Standardized Reporting

Summary: Organizations should establish standardized processes and templates for informing different stakeholders about the development process and product design of AI systems.

Type of pattern: Governance pattern

Type of objective: Trustworthiness

Target users: Management teams

Impacted stakeholders: Employees, AI users, AI impacted subjects, AI consumers

Lifecycle stages: All stages

Relevant AI ethics principles: Human, societal and environmental wellbeing, human-centered values, fairness, privacy protection and security, reliability and safety, transparency and explainability, contestability, accountability

Mapping to AI regulations/standards: EU AI Act, ISO/IEC 42001:2023 Standard.

Context: AI is a high-stakes technology that requires careful oversight to manage RAI risks and build public trust in AI. Trust is a fundamental element for the widespread adoption of AI applications across various domains. Ensuring that all stakeholders are informed about the development and use of AI systems is crucial to increase trust.

Problem: How can organizations proactively accept the oversight from governments and the public?

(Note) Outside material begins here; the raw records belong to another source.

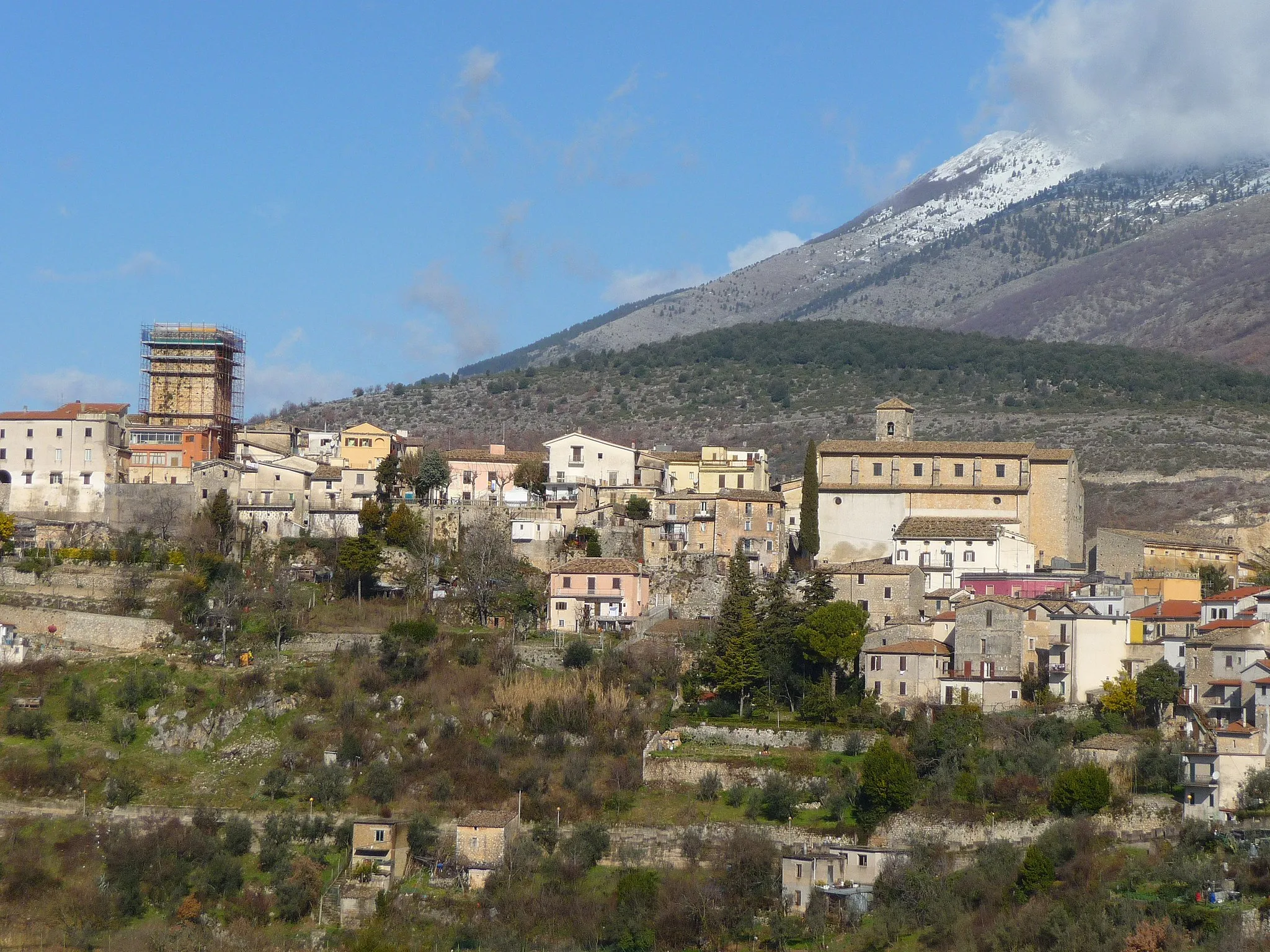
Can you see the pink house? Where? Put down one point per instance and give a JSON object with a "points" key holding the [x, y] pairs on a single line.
{"points": [[605, 594]]}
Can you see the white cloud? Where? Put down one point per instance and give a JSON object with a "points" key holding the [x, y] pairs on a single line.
{"points": [[762, 247], [629, 86], [272, 384], [481, 69], [469, 325], [68, 384], [143, 265], [625, 287], [1142, 81], [505, 244]]}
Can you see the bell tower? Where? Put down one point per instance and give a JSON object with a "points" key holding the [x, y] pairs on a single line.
{"points": [[894, 421]]}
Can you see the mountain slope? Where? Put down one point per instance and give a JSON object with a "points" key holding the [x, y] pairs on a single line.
{"points": [[997, 239]]}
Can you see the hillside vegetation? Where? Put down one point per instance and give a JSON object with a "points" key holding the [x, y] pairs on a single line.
{"points": [[776, 385]]}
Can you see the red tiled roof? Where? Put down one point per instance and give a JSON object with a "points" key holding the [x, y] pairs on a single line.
{"points": [[1228, 624], [66, 412], [1173, 610], [1236, 594], [1236, 728], [911, 648]]}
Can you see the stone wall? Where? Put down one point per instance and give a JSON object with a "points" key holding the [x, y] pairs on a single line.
{"points": [[770, 738], [87, 630]]}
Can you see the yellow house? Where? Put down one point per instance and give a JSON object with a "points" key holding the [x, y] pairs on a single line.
{"points": [[366, 446]]}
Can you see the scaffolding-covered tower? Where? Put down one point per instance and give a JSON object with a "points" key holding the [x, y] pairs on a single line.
{"points": [[192, 377]]}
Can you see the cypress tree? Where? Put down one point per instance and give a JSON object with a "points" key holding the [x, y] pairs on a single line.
{"points": [[809, 532]]}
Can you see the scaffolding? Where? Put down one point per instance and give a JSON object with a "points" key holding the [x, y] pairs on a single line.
{"points": [[192, 377]]}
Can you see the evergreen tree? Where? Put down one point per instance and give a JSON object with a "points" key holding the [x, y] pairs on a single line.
{"points": [[817, 592], [809, 511]]}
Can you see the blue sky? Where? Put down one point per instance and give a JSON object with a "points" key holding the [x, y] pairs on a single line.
{"points": [[378, 192]]}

Solution: Organizations can establish standardized processes and templates for informing stakeholders (such as RAI governors, AI users, and consumers) about the development process and product design of AI systems. RAI laws and regulations may require such reporting to ensure the transparency and explainability of AI systems. AI product providers may be required to file with the governments for impact assessment when launching new AI products and to inform users when AI is being used to interact with them and explain the purposes and design of AI systems.


  • Consistency: Standardized reporting ensures all the reports follow a uniform format and structure, making it easier for stakeholders to navigate and understand the information.
  • Regulatory compliance: In some regions, standardized reporting is required to meet legal and regulatory compliance requirements.


  • Cost: Standardized reporting can be resource-intensive and may incur additional cost to meet the disclosure requirements.
  • Information overload: If there is too much information being reported, it may be difficult for stakeholders to understand and process all the reported information.

Related patterns:

  • RAI risk assessment: The results of RAI risk assessment can be an important part of standardized reporting.